I was able find cuda 11.8, python 3.10 to recognize the GPU, but nvidia-smi say cuda 11.8 and nvidia driver 12.2. So the python script gave an error.
Googling i found that cuda 11.8 goes with nvidia-driver 520. I had installed default which was 535. When I installed 520 it gave an error. So I uninstalled the driver and rebooted. Ubuntu didnt restart.
Im only able to reboot choosing an older kernel. So I have 2 questions:
- which nvidia-driver can I install with cuda 11.8 that will work on ubuntu 22.04?
- How can I recover my kernel? I think the latest kernel is 6.32-generic. I have previously recovered the kernel by uninstalling the nvidia-drivers. But that didnt work this time.
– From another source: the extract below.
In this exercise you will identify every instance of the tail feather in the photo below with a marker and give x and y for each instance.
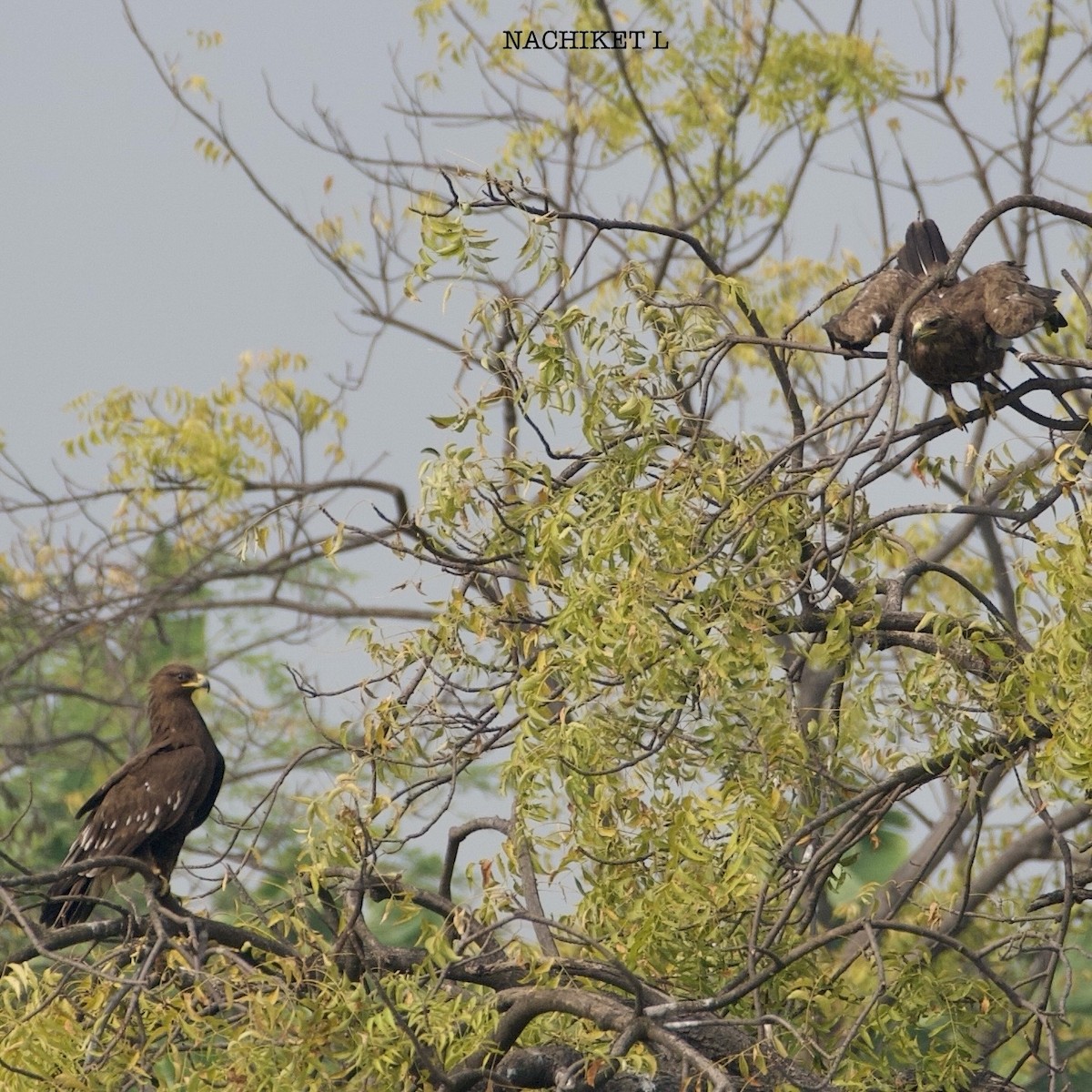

I suspect the error I got installing 520 has corrupted something else in the kernel.
Edit: Answer to question 2: I recovered the kernel by running
sudo ubuntu-drivers autoinstall
after uninstalling previous drivers (even though that failed)
More info to question 1: nvidia-smi gives nvidia-smi 535.104.05 CUDA version 12.2 nvcc --version release v11.8
But this gives error when running a python script with tensorflow 2.13:
Could not load library libcublasLt.so.12. Error: libcublastLs.so.12 cannot open shared object fiel: No such file or directory.
So it seems cuda 11.8 cannot run with latest nvidia-driver 535, which is cuda-smi 12.2. So it seems to me its needed to downgrade the nvidia-driver but 520 will crach ubuntu 22.04. Any idea what can work with tensorflow 2.13?
Edit 2: "driver version 520.61. 05 should be compatible with CUDA 11.8. Also according to this documentation driver version 525 is not compatible with CUDA 11.8. Package: cuda-runtime-11-8 Version: 11.8." -https://forums.developer.nvidia.com/t/ubuntu-cuda-11-8-package-wrong-dependency-on-cuda-drivers/238891
So it seems to me that tensorflow 2.13 doesnt work with gpu on ubuntu 22.04. Because, cuda 12.2 doesnt work with tensorflow, and cuda 11.8 works with tensorflow (and GPU) but cuda 11.8 requires nvidia-520 which doesnt work (it crashes) ubuntu 22.04.
PyTorch works. Would be good if gpu acceleration could be fixed for tensorflow too.